I go further and affirm that bills of rights, in the sense and to the extent in which they are contended for, are not only unnecessary in the proposed Constitution but would even be dangerous. They would contain various exceptions to powers which are not granted; and, on this very account, would afford a colorable pretext to claim more than were granted. For why declare that things shall not be done which there is no power to do? Why, for instance, should it be said that the liberty of the press shall not be restrained, when no power is given by which restrictions may be imposed? I will not contend that such a provision would confer a regulating power; but it is evident that it would furnish, to men disposed to usurp, a plausible pretense for claiming that power. They might urge with a semblance of reason that the Constitution ought not to be charged with the absurdity of providing against the abuse of an authority which was not given, and that the provision against restraining the liberty of the press afforded a clear implication that a power to prescribe proper regulations concerning it was intended to be vested in the national government. This may serve as a specimen of the numerous handles which would be given to the doctrine of constructive powers, by the indulgence of an injudicious zeal for bills of rights.
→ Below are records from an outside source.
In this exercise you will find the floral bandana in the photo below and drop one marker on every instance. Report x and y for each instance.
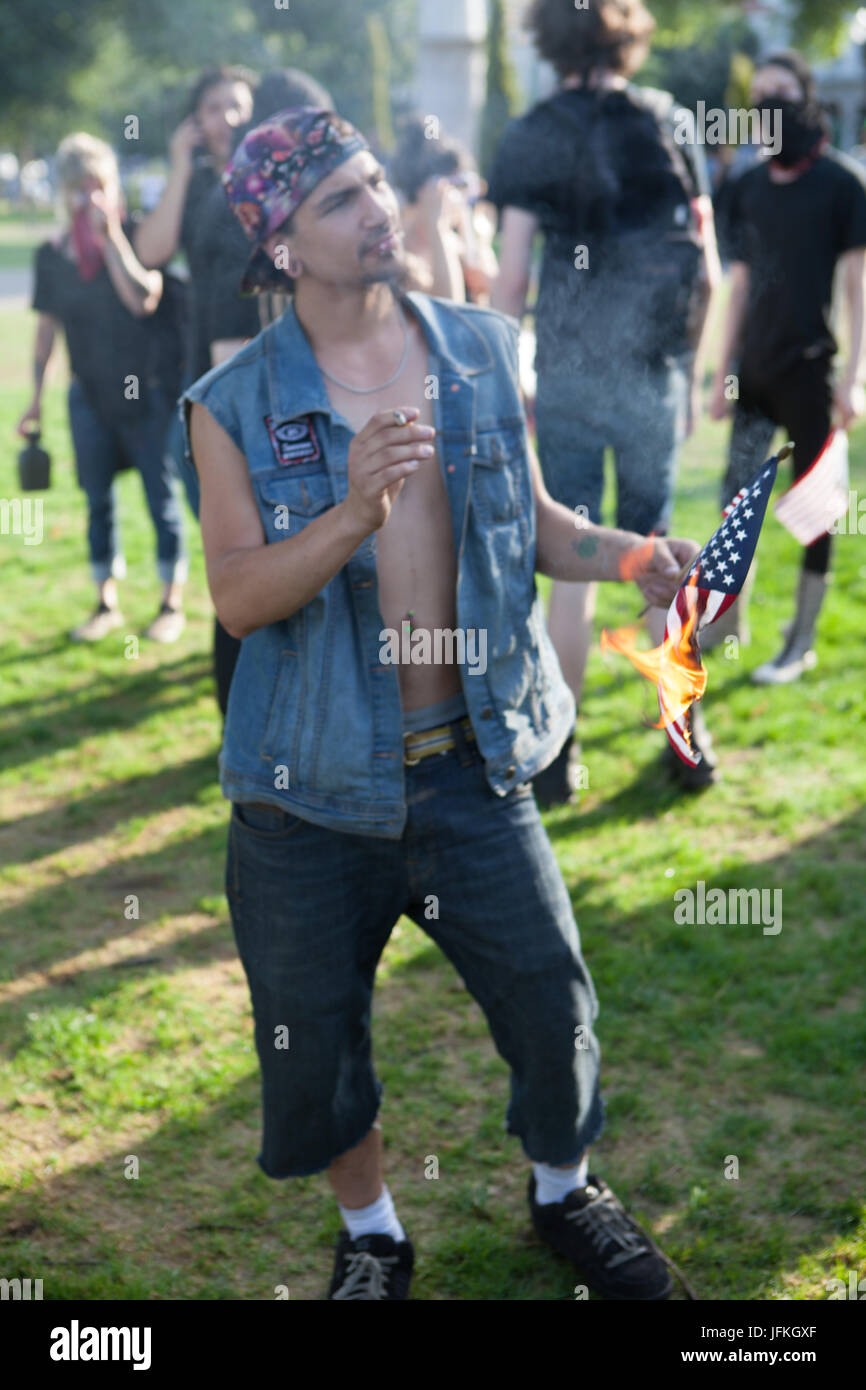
(274, 168)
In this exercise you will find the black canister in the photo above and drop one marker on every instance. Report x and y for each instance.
(34, 464)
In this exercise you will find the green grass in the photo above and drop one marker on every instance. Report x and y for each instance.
(127, 1040)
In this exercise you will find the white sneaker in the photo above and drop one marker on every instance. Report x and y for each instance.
(781, 672)
(102, 622)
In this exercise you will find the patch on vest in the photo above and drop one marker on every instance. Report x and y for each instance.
(293, 441)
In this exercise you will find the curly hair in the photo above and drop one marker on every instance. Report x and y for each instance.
(608, 34)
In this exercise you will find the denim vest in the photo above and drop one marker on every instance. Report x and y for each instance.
(314, 716)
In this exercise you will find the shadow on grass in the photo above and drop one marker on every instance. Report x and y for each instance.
(446, 1094)
(66, 717)
(85, 818)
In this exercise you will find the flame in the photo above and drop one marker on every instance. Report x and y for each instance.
(674, 667)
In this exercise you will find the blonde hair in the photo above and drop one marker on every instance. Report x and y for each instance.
(81, 156)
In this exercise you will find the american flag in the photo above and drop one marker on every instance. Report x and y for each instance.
(711, 585)
(820, 496)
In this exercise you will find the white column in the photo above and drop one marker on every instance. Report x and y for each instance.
(451, 78)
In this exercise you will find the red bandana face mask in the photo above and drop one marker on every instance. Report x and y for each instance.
(88, 252)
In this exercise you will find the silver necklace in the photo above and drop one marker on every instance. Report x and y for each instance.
(369, 391)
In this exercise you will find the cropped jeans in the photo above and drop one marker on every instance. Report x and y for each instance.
(312, 911)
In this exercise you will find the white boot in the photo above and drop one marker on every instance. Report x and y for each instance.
(797, 655)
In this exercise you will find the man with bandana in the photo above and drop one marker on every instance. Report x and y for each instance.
(366, 470)
(795, 220)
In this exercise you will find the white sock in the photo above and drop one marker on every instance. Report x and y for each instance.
(377, 1219)
(553, 1184)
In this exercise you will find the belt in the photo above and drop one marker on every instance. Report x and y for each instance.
(438, 740)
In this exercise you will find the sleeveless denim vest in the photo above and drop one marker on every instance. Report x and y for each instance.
(314, 716)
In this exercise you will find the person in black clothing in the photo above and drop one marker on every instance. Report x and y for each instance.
(220, 106)
(91, 285)
(224, 319)
(795, 220)
(623, 200)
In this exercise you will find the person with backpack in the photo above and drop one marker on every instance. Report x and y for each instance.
(91, 285)
(797, 218)
(610, 177)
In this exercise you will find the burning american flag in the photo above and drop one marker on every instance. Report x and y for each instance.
(709, 587)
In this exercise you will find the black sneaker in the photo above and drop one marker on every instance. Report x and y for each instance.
(592, 1229)
(371, 1266)
(555, 786)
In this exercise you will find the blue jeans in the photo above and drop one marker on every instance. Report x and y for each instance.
(312, 912)
(635, 409)
(102, 449)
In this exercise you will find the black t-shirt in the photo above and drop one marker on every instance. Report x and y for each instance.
(223, 242)
(594, 167)
(791, 236)
(104, 341)
(217, 252)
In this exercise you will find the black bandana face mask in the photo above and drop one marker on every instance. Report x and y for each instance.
(799, 124)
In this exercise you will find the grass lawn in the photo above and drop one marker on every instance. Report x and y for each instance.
(125, 1025)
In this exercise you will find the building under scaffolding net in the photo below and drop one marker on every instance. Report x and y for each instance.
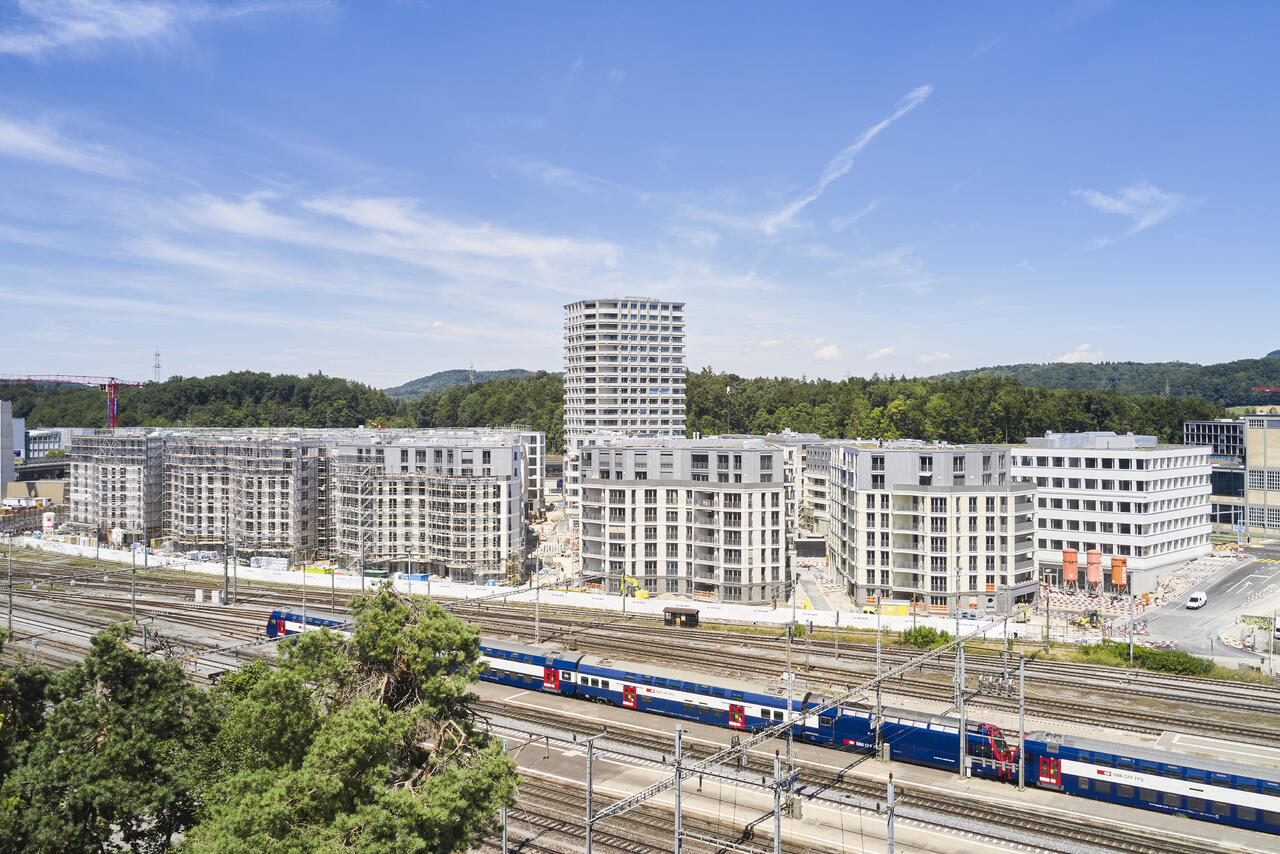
(265, 492)
(447, 505)
(451, 502)
(117, 484)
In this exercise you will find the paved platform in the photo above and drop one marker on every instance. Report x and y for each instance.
(837, 826)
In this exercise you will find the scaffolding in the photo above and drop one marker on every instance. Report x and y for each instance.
(117, 484)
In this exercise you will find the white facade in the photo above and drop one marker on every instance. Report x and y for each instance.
(624, 368)
(940, 525)
(694, 517)
(1262, 475)
(624, 375)
(1124, 496)
(8, 474)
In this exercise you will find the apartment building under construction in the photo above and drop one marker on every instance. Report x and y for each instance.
(117, 484)
(449, 505)
(446, 501)
(264, 492)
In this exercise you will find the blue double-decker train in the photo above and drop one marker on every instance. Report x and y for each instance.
(1212, 790)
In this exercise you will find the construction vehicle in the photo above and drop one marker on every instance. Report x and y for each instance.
(1088, 620)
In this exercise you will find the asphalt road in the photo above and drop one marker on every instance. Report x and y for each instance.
(1229, 593)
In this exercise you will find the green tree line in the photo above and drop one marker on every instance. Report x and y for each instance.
(364, 747)
(983, 407)
(1225, 383)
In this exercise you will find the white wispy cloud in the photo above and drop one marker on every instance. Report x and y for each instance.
(827, 354)
(844, 161)
(1082, 354)
(1143, 204)
(39, 27)
(841, 223)
(44, 144)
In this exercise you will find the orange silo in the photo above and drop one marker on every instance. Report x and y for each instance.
(1093, 567)
(1119, 575)
(1070, 566)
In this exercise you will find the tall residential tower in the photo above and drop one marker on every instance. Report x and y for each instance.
(624, 377)
(624, 368)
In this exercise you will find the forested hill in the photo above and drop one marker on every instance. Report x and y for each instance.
(440, 380)
(1226, 383)
(986, 407)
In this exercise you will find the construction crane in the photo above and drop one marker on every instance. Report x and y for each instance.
(109, 384)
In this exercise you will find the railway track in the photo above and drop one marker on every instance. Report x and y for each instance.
(1079, 694)
(1025, 827)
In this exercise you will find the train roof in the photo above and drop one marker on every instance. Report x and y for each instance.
(529, 649)
(1156, 754)
(653, 668)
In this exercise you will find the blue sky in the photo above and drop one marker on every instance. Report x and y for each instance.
(383, 190)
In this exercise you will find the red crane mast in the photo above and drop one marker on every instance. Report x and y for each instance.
(109, 384)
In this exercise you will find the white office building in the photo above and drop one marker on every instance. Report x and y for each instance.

On the subject of the liberty of the press, as much as has been said, I cannot forbear adding a remark or two: in the first place, I observe, that there is not a syllable concerning it in the constitution of this State; in the next I contend that whatever has been said about it in that of any other State amounts to nothing. What signifies a declaration that ‘the liberty of the press shall be inviolably preserved’? What is the liberty of the press? Who can give it any definition which would not leave the utmost latitutde for evasion? I hold it to be impracticable and from this I infer that its security, whatever fine declarations may be inserted in any constitution repsecting it, must altogether depend on public opinion, and on the general spirt of the people and of the government. And here, after all, as is intimated upon another occasion, must we seek for the only solid basis of our rights.”